SOCIETAL issues such as mental health awareness, terrorism and Philippine culture were the focus of this year’s best thesis roster from the College of Fine Arts and Design’s Painting program.
The challenges of mental illness were apparent in painting graduate Raniel Vicarez’s oil-on-canvas piece “Hylophobia: An Irrational Psychological Perception in Fear of Forest Depicted in Surrealism.”
The painting shows a lady in a flowing white dress, traipsing in the middle of the forest as she looks beyond the space in front of her.
“Ever since I started painting, my top favorite subjects have been people and nature,” Vicarez told the Varsitarian.
The painting depicts the mental state of someone who has hylophobia or fear of forests. The idea sparked during a hiking trip when he discovered that one of his friends had the phobia.
“This thesis is an endeavor in promoting knowledge about the psychological disorder as well as its effects to provide the viewers the broad understanding of the study,” he said.
Victoria Clyde Tabuena’s sculpture “Root of Tenacity: Children’s Behavior Despite the Trauma Acquired in a Rebel Attack” dealt with terrorism. It depicted a child encapsulated inside a bullet, sleeping soundly as flower petals shroud its head and leaves bed its feet.
A combination of 3D and relief sculpture, Tabuena used cement for the external part of the sculpture and air-dry clay and acrylic emulsion for the internal part to ensure its compact placement.
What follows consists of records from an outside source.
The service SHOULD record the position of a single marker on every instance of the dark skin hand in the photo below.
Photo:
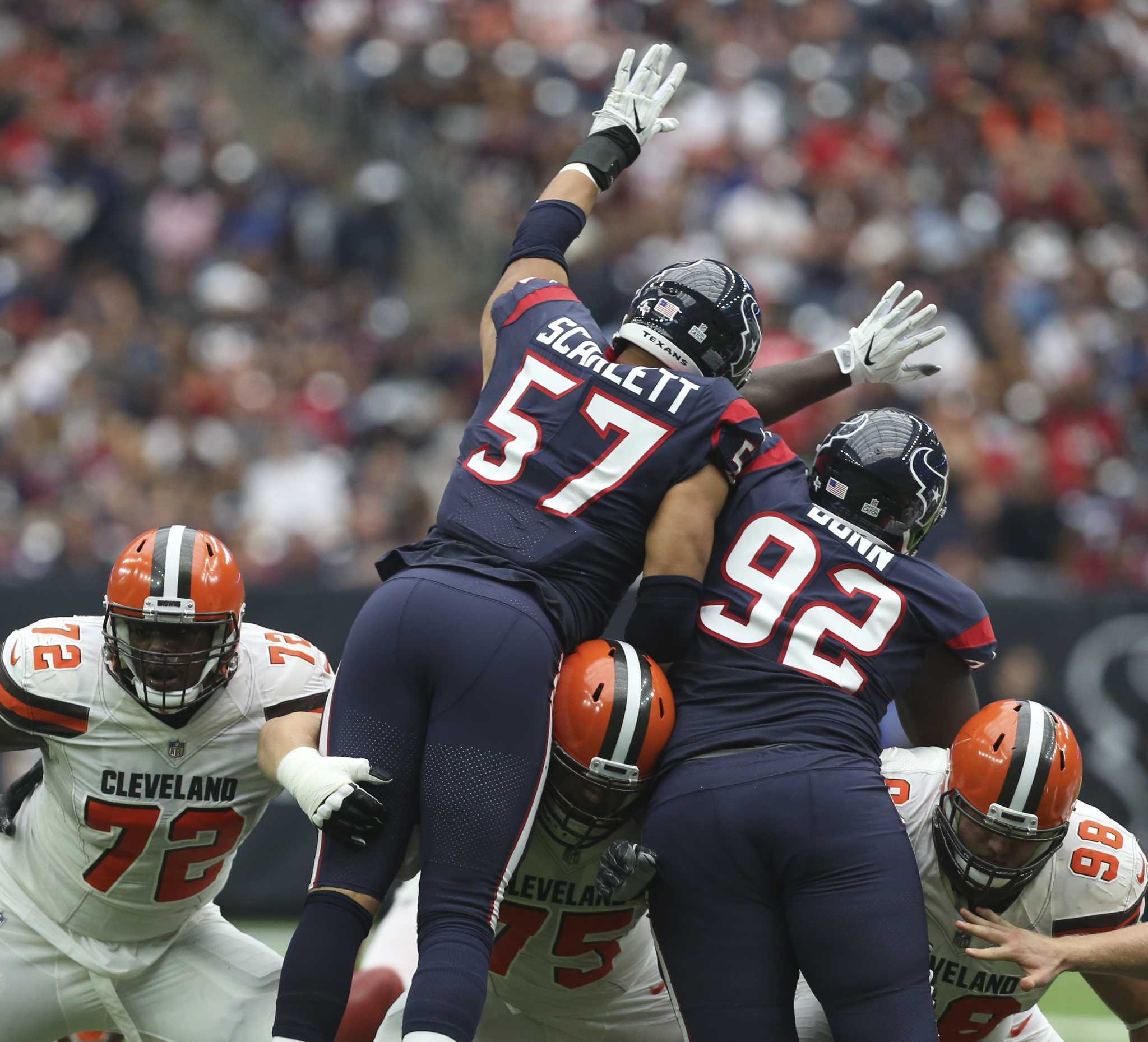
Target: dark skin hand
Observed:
(939, 700)
(781, 391)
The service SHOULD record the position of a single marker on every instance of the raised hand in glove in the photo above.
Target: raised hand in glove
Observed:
(327, 790)
(877, 348)
(631, 116)
(626, 870)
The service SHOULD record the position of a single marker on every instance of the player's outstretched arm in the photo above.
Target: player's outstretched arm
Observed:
(1122, 953)
(679, 543)
(939, 700)
(1114, 963)
(327, 789)
(875, 353)
(628, 118)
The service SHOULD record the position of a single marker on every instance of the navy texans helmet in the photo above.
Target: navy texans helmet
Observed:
(701, 317)
(886, 472)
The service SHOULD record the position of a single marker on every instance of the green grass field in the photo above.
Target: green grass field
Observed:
(1071, 1006)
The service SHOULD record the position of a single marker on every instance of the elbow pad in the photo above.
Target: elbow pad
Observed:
(664, 619)
(547, 231)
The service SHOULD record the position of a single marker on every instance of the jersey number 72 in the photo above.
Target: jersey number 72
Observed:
(137, 822)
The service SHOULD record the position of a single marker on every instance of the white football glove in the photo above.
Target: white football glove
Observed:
(327, 790)
(636, 103)
(877, 348)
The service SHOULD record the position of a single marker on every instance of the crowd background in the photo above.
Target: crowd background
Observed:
(255, 311)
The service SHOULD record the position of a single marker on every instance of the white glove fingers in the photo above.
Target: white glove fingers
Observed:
(914, 321)
(905, 308)
(670, 87)
(922, 340)
(649, 73)
(887, 302)
(359, 770)
(623, 76)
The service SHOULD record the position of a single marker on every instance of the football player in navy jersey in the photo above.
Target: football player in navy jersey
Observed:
(777, 845)
(584, 464)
Tabuena said the concept of “Root of Tenacity” was inspired by actual events. She recalled the story when she and her mother went to went to a medical mission in a remote area and encountered a classroom stamped with several gunshots. She later learned that the room was prior attacked by terrorists while classes were still ongoing.
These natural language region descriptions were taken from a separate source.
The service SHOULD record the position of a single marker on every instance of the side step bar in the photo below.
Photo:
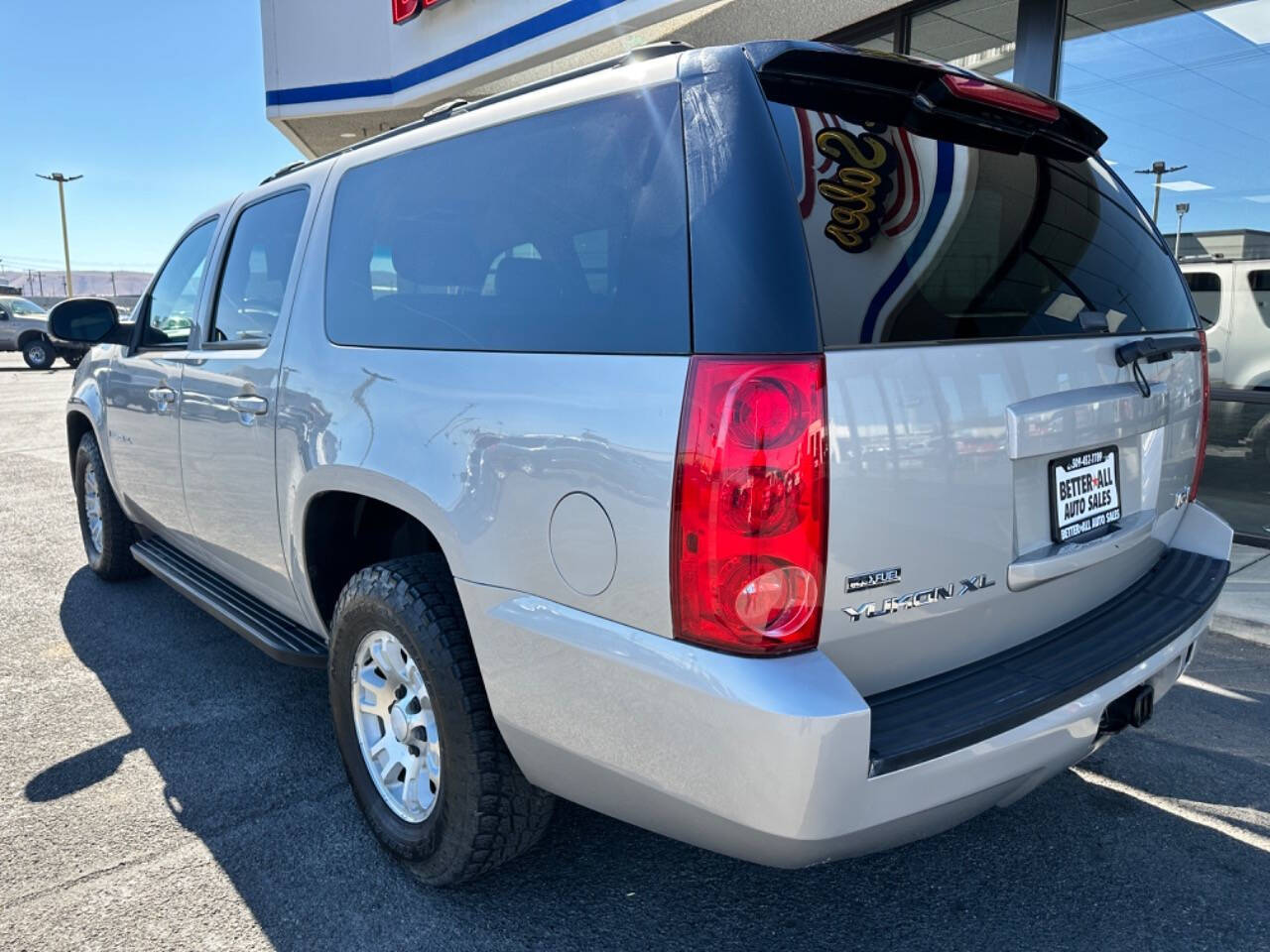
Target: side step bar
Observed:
(280, 638)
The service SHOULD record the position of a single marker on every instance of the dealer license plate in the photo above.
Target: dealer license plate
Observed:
(1083, 493)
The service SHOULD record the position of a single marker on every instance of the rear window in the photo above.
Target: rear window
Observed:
(913, 239)
(558, 232)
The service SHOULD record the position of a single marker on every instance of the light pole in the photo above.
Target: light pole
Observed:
(1183, 207)
(62, 198)
(1159, 171)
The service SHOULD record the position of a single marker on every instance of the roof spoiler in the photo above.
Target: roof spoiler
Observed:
(926, 96)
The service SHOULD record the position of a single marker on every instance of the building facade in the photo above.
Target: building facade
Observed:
(1182, 87)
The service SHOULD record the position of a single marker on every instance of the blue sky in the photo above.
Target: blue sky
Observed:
(159, 104)
(1188, 90)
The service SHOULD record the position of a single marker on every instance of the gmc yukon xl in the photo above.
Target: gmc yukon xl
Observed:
(784, 447)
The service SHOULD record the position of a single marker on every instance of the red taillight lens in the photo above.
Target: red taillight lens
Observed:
(1001, 96)
(1202, 443)
(751, 506)
(404, 10)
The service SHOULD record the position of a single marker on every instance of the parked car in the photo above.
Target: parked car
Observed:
(1233, 302)
(24, 326)
(786, 448)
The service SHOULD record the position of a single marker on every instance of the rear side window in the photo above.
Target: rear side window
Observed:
(915, 239)
(257, 268)
(558, 232)
(1259, 282)
(1206, 291)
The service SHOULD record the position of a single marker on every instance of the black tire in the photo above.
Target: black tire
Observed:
(113, 558)
(39, 354)
(486, 811)
(1260, 440)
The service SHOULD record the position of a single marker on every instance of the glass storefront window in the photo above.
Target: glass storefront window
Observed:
(978, 35)
(1187, 85)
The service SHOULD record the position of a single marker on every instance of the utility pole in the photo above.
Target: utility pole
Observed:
(1159, 171)
(62, 198)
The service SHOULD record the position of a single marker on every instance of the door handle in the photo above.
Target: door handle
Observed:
(163, 397)
(249, 404)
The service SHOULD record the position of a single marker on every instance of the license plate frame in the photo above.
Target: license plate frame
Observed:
(1091, 521)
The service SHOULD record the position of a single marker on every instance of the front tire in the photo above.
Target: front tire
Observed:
(39, 354)
(408, 703)
(107, 532)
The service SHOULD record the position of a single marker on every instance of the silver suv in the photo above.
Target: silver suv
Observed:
(786, 448)
(24, 326)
“It’s (terrorism) always on the news. [That’s why] I wanted to address [the] issue through my thesis and how it affects a human’s life,” Tabuena said in an interview.
“Tikbalang: Reintroduction of a Philippine Mythical Creature Through Metal Wires” is Roland Joshua Bascon’s contribution to the growing movement of mythology-inspired outputs among art students.
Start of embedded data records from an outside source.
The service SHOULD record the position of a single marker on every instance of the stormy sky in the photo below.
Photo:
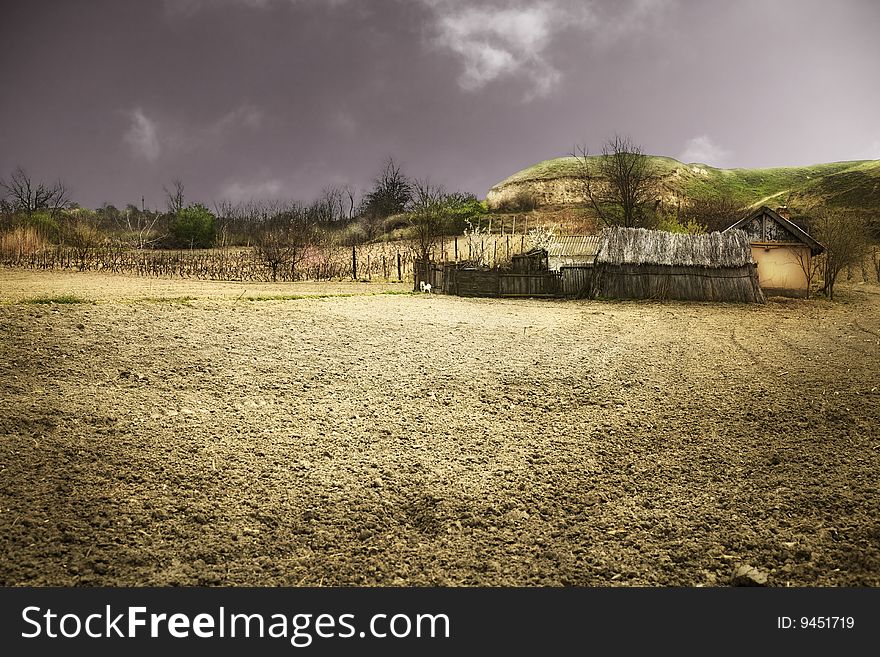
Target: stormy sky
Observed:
(280, 98)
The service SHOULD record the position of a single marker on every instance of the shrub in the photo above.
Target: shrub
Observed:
(193, 227)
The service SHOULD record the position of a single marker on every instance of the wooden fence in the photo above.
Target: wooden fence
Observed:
(449, 278)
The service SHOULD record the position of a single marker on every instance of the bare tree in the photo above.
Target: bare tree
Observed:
(138, 227)
(392, 191)
(845, 238)
(27, 195)
(426, 218)
(621, 184)
(174, 196)
(715, 213)
(282, 239)
(811, 265)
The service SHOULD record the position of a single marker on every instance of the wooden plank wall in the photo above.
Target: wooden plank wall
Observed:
(576, 281)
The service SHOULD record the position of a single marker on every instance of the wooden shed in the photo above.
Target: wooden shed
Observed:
(781, 249)
(634, 263)
(572, 251)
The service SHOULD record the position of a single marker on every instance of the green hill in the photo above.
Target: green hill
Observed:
(853, 185)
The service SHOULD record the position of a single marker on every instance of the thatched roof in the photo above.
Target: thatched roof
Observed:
(574, 246)
(637, 246)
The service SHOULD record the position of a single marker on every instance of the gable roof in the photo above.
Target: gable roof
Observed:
(790, 227)
(638, 246)
(574, 246)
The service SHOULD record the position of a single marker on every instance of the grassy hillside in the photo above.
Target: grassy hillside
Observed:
(851, 185)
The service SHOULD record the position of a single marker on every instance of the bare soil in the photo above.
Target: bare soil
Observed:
(432, 440)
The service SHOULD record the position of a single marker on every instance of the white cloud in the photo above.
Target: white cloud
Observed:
(495, 41)
(142, 136)
(704, 151)
(239, 191)
(147, 141)
(498, 42)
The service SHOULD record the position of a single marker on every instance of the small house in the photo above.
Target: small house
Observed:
(782, 250)
(635, 263)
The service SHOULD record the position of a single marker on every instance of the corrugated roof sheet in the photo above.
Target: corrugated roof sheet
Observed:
(574, 245)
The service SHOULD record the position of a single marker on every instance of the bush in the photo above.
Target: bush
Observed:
(522, 201)
(462, 211)
(193, 227)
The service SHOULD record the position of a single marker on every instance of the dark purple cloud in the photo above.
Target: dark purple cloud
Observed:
(244, 98)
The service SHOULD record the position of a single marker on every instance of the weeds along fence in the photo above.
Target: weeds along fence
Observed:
(383, 261)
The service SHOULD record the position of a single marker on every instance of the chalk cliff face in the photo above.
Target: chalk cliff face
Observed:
(558, 191)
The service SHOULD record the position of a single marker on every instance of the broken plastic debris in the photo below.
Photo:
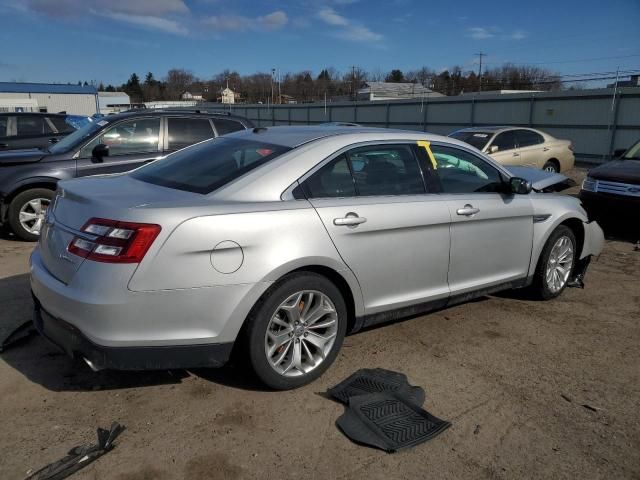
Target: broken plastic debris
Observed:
(80, 456)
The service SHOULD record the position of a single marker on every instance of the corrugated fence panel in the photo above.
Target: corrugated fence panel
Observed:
(589, 118)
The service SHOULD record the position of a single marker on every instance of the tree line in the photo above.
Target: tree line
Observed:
(329, 83)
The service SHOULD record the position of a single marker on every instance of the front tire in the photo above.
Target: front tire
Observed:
(296, 330)
(26, 212)
(556, 263)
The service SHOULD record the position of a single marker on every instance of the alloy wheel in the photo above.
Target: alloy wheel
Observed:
(559, 264)
(32, 214)
(301, 333)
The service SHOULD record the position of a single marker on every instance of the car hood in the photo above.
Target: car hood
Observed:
(624, 171)
(542, 181)
(13, 157)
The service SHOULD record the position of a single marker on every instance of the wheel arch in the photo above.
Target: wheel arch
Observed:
(37, 182)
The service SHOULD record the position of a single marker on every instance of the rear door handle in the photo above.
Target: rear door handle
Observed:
(467, 210)
(351, 219)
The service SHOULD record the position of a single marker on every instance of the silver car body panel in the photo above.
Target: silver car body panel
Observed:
(218, 253)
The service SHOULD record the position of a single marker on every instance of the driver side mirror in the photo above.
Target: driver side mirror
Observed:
(99, 152)
(520, 186)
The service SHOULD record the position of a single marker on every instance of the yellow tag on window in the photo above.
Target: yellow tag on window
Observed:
(426, 146)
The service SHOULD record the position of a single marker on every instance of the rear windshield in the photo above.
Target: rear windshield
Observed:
(476, 139)
(207, 166)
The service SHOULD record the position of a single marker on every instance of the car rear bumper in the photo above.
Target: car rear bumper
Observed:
(71, 340)
(609, 203)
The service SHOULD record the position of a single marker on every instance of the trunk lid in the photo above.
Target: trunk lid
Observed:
(13, 157)
(112, 197)
(541, 180)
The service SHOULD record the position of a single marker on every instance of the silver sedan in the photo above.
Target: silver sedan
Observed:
(274, 243)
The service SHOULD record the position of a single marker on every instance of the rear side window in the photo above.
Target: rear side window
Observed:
(224, 126)
(386, 170)
(208, 166)
(61, 124)
(368, 171)
(527, 138)
(30, 125)
(505, 141)
(187, 131)
(332, 180)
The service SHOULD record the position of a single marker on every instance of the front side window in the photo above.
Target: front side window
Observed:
(29, 125)
(527, 138)
(476, 139)
(139, 135)
(462, 172)
(187, 131)
(505, 141)
(207, 166)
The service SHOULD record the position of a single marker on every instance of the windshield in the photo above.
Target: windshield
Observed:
(475, 139)
(76, 138)
(633, 153)
(207, 166)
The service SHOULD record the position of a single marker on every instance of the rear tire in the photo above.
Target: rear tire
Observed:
(558, 255)
(26, 212)
(551, 166)
(295, 331)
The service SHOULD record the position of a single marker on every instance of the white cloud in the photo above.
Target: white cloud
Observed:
(480, 33)
(240, 23)
(331, 17)
(346, 29)
(157, 23)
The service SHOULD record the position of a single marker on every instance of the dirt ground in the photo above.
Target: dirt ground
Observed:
(533, 390)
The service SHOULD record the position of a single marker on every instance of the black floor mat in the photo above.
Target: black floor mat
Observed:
(388, 421)
(376, 380)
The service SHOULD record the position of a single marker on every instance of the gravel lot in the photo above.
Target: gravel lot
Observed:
(533, 389)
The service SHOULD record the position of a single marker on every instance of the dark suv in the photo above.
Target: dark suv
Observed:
(32, 130)
(113, 144)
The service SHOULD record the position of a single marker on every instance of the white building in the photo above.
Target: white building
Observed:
(374, 91)
(53, 98)
(113, 102)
Inspired from modern Filipino sculptor Solomon Saprid’s bronze sculptures, Bascon used 15 pieces of 20-feet square bars to build the framework. The pieces were cut and welded together as foundation to the framework’s strength.
He covered the sculpture with metal wires, a nod to United Kingdom-based artist Richard Staintorph’s style in creating metal sculptures that capture the movements of the human body.
Derived from the stories handed down by the ancestors, Bascon used metal to define the combination of heritage and the usage of modern materials.
“I found mythologies interesting,” Bascon said. “I’ve also observed that some Filipinos today have forgotten [about Philippine mythology] so I was inspired to create something that can contribute to prevent our culture to die.”
The Painting program has a total of seven Outstanding Theses awardees this year.
The best theses from the Advertising Arts program also produced noteworthy themes, ranging from rebranding, cultural attributions and production design.
Varsitarian artist Chinny Mae Basinang bagged the best thesis award for her proposed animation upgrade of the 2008 Filipino animated film “Urduja.”
Basinang said the film had numerous gaps when it comes to design and technicalities.
“The study is made to promote original Filipino content,” she said. “It will benefit the Philippine animation industry because it will help increase awareness of people towards the animated films in the country to get the people’s interest and support they need.”
In the thesis, the film had more intricate details centered on Filipino culture like the native tattoos and traditional Filipino patterns to “better reflect the pre-Hispanic Philippine culture in the characters.”
For Bradd Maesa, reformulating design elements of the “The Umbrella Academy” by American rock band My Chemical Romance vocalist Gerard Way is his way to reawaken the story’s activity as a comic series to reach the same recognition the Marvel Universe and DC Comics currently has.
Students who received a perfect grade of 100 for their work are awarded the title of best thesis while a grade of 96 to 99 is given an outstanding thesis merit.